Lying About Herbal Supplements
Lying about taking herbal supplement can have a serious impact on health. Herbal supplements do contain chemicals and compounds that can interact with prescription and over-the-counter medications. This lie can lead to kidney and liver damage or unexpected drug interactions.
Lying About Small Aches
Some people lie about aches in the joints or muscles because they do not seem significant. All aches are significant to a doctor. Mild aches could indicate many serious conditions like heart disease, clots or immune disease. Lying about aches could prevent doctors from discovering critical health problems.

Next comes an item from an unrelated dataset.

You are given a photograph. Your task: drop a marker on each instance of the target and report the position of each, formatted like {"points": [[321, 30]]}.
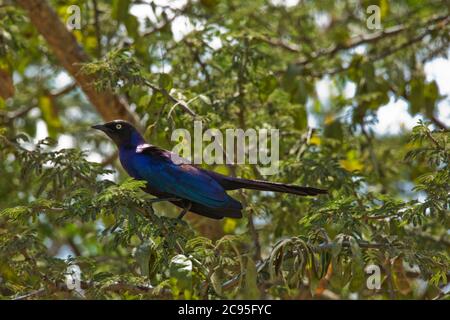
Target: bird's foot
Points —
{"points": [[164, 199]]}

Lying About Occasional Smoking
It is important to never lie about smoking even if the habit is only occasional. A single cigarette every week or month should always be mentioned. Doctors who do not know about the smoking could avoid important tests, dismiss certain diagnoses or prescribe medications that will interact negatively with the nicotine.
Lying About Diet
When talking to doctors in Seattle, residents should always be honest about diet and nutrition. Lying about eating fast food or unhealthy snacks could lead to a misdiagnosis. Being truthful will allow doctors to accurately determine the causes for increase weight, high blood pressure or unusual heart problems.
Lying About Mental Acuity
Some people lie about mental acuity because issues with memory or concentration do not seem like medical symptoms. Many diseases affect mental acuity in early stages. Describing problems with memory or concentration honestly will allow doctors to diagnose and treat elusive diseases before they significantly damage health.
Lying About Vision
Changes in vision should always be reported honestly to doctors. Even small changes in vision could be indicative of a tumor, aneurysm or circulatory problem. They could also indicate neurological diseases. Lying about vision changes can allow diseases to progress until they cause serious damage.
Lying About Past Illness or Injuries
Patients should never lie about past injuries and illnesses no matter how small or embarrassing. This should include sexually transmitted diseases, minor fractures and even serious lacerations that required professional attention. Past injuries and illnesses can leave evidence in the body that could be misinterpreted as another disease. Being honest will prevent a misdiagnosis or mistake.